The hon. Member for Oxford, East shakes his head, but major amounts of public money have been allocated for the revitalisation of British industries. We all hope that they will have the effect we intend.
The hon. Member for Northfield spoke about company car taxation and urged us to hit the perks rather than continue with the present regime. Again, that is a matter for my right hon. Friend's judgment in the Budget, but what the hon. Gentleman said will have been noted.
The hon. Member for Bradford, South spoke about capital allowances, which he said should have been raised to 100 per cent. He will be aware that, in the statement, tax incentives for investment included an increase in capital allowances in the first year to 40 per cent. for 12 months for most plant and machinery. The Chancellor spelt out very clearly why the Government retain the view that they have held for some years, that they do not wish, by reintroducing capital allowances, to introduce artificialities into the spending and investment decisions that people make. It is far better to keep down the overall burden of taxation and, in a more perfect market, enable people to take decisions about the allocation of capital and investment which will earn sufficient return and promote profitability.

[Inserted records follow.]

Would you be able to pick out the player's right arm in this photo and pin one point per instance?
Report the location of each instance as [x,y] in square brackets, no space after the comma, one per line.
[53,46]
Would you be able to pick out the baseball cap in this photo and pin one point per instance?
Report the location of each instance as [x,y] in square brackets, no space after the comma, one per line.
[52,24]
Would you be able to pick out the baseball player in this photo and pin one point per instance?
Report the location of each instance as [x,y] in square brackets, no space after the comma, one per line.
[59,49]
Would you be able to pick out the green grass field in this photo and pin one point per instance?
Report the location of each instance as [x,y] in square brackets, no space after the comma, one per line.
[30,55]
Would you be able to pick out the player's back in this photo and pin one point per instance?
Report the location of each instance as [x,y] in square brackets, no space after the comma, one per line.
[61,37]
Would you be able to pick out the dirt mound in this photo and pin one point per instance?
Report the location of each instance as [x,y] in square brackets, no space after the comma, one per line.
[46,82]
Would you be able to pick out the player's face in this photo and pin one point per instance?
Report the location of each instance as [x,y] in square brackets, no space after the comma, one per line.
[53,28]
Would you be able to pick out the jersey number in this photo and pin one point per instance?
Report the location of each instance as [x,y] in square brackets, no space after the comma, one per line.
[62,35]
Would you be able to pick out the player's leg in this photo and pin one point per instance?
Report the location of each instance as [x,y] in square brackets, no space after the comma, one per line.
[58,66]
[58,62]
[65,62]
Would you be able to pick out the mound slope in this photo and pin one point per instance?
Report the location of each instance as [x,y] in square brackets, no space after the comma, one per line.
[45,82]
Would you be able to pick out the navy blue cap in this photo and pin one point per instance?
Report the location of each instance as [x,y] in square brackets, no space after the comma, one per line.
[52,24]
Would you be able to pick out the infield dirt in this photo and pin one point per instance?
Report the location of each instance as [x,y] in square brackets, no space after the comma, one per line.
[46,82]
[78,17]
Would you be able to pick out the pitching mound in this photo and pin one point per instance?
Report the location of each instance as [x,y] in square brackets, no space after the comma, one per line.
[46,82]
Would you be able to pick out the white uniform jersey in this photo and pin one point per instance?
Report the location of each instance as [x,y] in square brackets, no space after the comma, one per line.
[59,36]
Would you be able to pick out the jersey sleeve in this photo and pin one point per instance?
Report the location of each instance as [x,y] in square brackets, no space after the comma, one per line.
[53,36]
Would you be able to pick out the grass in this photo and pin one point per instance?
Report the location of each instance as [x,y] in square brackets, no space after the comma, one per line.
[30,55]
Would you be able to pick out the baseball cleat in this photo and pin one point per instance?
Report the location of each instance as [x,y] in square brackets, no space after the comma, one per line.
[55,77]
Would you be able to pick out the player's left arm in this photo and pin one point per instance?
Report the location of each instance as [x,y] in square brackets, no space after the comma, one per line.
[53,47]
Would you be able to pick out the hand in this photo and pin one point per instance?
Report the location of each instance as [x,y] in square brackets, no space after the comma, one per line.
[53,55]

Abolition of the car tax will have a very good stimulus upon the market. If the House does not accept my intentions in that regard, I refer to the statement of Mr. David Gent, director general of the Retail Motor Industry Federation, who said:
The motor industry and its customers can now look forward to a more certain future and an increasingly brighter 1993.
Sir Hal Miller, the chief executive of the Society of Motor Manufacturers and Traders Ltd., said:
we now look forward to leading the way out of recession.
Those are important leaders of a major industry for our country. They welcome the measure that was announced today. I am sure that it will have a beneficial impact, and I hope that the House will approve it.